On August 26, 2008, the US Census Bureau released data on earnings and income. Using detailed local data that was available for the first time last year, the Garden State Alliance for a New Economy (GANE) prepared a report examining the state of Newark's working poor in an economy that is fast losing middle-class jobs and facing rising income inequality. GANE, is a newly-formed coalition of community-based organizations, labor unions and a member of the national Partnership for Working Families network, which for more than fifteen years has combined research, organizing, and advocacy to promote economic policies in the broad public interest. (
www.communitybenefits.org)
The report, which included an analysis of census data released on August 26th, indicated that 29.5% of Newark full-time year-round workers in the past 12 months earned less than $25,000 per year. (This is slightly lower than in 2006, when 33% of full-timers earned less than $25,000.) Many Newark residents are working hard and playing by the rules, yet they are living in poverty. Just ask Belinda Scott, who has taken on a part-time job to compliment her full-time employment yet still earns less than $40,000 a year, with no healthcare. "Working hard and playing by the rules doesn't guarantee that you won't be in poverty in this economy," said GANE co-chair Milly Silva, who is also president of the Service Employees International Union local 1199 in New Jersey.
An estimated 61,406 or 24% of Newark residents live below the federal poverty threshold as compared to 8.5% of state residents who live below this threshold and 31% of adults living under the federal poverty threshold work full or part-time. It looks as though many Newark residents are truly working…to be poor.
The median household income for residents in the City of Newark is only half that of the state of New Jersey. Racial and ethnic income disparities mean that African-Americans and Hispanics in the City of Newark are even more likely than white Newark residents to fall behind the state's median. Census data indicate that African-Americans and Latinos each had a median household income approximately 25% less than that of whites. The data also suggests a “tear-drop” economy in the City of Newark with a strikingly high percent of people with an income of $25,000 or less and a very small percent of people making $50,000 or more.

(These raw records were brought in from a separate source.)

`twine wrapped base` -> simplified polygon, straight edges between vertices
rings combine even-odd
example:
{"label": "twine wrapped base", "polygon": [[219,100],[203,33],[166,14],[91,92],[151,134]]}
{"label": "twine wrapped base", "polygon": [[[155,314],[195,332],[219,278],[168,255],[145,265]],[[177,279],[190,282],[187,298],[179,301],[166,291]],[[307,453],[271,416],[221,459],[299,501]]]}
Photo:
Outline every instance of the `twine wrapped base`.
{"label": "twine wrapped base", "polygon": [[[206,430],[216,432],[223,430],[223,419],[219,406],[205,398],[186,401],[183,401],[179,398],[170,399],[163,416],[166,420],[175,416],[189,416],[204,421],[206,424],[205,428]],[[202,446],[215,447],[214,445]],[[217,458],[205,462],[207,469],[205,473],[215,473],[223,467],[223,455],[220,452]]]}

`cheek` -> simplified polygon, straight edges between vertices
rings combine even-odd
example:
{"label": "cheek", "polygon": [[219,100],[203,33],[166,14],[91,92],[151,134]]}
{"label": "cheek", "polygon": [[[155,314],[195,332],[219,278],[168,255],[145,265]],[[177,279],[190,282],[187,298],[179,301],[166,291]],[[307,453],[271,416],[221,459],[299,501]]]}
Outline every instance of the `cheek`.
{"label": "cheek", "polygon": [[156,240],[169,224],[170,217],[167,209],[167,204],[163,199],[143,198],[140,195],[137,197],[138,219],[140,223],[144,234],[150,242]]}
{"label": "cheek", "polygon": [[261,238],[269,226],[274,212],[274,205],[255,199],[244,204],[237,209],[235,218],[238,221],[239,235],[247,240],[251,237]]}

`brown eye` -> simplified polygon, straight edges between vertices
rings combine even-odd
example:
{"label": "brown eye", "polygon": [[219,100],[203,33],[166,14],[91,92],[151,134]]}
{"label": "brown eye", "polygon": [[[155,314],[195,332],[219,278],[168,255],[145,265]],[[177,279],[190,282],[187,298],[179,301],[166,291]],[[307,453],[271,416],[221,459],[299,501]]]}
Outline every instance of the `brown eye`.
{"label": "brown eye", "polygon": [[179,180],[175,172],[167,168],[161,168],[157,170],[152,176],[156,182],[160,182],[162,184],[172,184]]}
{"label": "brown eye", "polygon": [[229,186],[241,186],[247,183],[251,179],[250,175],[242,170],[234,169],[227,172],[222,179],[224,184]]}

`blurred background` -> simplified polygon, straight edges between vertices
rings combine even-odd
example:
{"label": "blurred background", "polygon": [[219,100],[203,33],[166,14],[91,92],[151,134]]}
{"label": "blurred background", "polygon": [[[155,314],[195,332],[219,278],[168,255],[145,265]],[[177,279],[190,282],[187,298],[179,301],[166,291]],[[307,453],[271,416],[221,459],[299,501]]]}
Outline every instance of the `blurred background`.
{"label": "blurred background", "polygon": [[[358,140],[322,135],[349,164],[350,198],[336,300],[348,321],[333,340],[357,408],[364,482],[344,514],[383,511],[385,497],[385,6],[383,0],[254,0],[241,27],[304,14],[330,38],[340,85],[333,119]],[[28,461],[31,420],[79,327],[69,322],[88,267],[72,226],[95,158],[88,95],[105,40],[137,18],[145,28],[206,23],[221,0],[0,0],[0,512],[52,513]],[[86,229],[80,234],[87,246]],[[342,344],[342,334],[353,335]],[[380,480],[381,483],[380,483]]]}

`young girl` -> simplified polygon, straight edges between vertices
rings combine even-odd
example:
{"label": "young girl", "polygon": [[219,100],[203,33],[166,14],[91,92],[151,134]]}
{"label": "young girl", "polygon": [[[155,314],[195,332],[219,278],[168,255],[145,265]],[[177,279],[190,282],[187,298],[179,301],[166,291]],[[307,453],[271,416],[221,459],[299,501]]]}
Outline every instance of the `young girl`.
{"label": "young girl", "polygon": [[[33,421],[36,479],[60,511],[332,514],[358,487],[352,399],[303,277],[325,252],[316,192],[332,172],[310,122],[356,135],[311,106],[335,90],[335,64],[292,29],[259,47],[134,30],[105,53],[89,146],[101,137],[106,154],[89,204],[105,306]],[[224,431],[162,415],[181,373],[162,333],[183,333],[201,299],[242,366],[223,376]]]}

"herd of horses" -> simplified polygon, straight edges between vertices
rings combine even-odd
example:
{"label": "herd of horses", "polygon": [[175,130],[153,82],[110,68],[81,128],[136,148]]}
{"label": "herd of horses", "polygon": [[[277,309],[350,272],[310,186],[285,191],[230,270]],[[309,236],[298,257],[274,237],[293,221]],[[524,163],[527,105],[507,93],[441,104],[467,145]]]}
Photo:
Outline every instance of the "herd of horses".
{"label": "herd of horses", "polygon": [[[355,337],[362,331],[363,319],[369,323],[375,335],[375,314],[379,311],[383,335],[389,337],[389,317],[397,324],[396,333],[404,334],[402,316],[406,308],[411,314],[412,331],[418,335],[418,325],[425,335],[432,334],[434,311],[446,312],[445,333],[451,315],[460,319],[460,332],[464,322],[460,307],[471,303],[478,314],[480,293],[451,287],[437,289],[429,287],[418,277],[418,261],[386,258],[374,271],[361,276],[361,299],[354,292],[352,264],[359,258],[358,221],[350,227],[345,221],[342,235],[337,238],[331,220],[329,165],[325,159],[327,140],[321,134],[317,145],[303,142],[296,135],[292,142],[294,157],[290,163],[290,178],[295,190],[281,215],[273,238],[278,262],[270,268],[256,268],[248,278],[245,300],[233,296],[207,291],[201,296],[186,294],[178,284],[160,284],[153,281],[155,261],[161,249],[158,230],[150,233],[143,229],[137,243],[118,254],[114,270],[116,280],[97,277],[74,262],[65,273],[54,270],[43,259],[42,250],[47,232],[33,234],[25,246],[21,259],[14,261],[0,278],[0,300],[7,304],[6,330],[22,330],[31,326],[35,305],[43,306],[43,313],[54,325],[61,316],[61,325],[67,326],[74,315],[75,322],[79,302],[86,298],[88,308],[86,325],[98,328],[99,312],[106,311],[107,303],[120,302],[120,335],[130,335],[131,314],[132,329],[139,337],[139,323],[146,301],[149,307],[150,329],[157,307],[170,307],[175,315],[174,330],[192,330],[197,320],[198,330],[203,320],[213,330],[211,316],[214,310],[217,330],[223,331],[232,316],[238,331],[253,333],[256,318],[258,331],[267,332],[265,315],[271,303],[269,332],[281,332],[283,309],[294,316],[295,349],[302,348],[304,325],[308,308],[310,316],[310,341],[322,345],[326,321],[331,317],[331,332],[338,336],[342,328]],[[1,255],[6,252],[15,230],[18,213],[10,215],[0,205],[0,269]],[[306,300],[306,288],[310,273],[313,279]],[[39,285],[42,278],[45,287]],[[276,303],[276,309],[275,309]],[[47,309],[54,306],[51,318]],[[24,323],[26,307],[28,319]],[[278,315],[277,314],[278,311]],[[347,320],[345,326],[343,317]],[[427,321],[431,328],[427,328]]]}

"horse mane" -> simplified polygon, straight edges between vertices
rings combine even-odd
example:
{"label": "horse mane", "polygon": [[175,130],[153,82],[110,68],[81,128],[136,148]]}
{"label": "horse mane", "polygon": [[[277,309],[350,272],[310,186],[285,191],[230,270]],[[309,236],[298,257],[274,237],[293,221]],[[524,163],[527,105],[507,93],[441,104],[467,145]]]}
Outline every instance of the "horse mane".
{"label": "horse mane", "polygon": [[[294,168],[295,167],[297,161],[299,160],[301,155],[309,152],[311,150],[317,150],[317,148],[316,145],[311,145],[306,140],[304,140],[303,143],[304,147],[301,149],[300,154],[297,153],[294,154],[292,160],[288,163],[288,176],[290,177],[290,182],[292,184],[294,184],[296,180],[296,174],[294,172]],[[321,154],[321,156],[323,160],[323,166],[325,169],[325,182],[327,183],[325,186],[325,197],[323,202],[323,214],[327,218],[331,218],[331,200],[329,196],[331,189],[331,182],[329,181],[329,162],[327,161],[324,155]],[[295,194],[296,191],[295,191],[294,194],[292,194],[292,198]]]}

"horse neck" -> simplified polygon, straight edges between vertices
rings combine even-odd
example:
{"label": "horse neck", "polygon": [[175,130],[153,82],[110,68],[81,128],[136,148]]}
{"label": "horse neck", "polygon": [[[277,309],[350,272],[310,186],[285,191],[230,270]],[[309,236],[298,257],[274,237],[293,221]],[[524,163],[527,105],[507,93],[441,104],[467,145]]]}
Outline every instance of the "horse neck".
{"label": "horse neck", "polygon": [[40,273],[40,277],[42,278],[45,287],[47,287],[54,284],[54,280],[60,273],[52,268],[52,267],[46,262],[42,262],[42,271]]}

"Despite a slight gain of $665 last year, middle-income households are no better off now that they were at the prior economic peak of 2000. In other words, the economic recovery of the 2000s, which ended last year, has done very little to boost their living standards. They’ve done their part, contributing to strong productivity growth, but they’ve far too little to show for it," said senior economist Jared Bernstein of the Economic Policy Institute.
How does this translate into poverty? Well, over 11,000 families in Newark live in poverty, with over 23,689 children in poverty. The Census ¬indicates there were 20,510 households with income below federal poverty level.
As the economy heads into a recession, it is the working poor who will be hit first and worst. GANE is calling for economic development policies that will ensure that working people are not left behind in the economic recovery.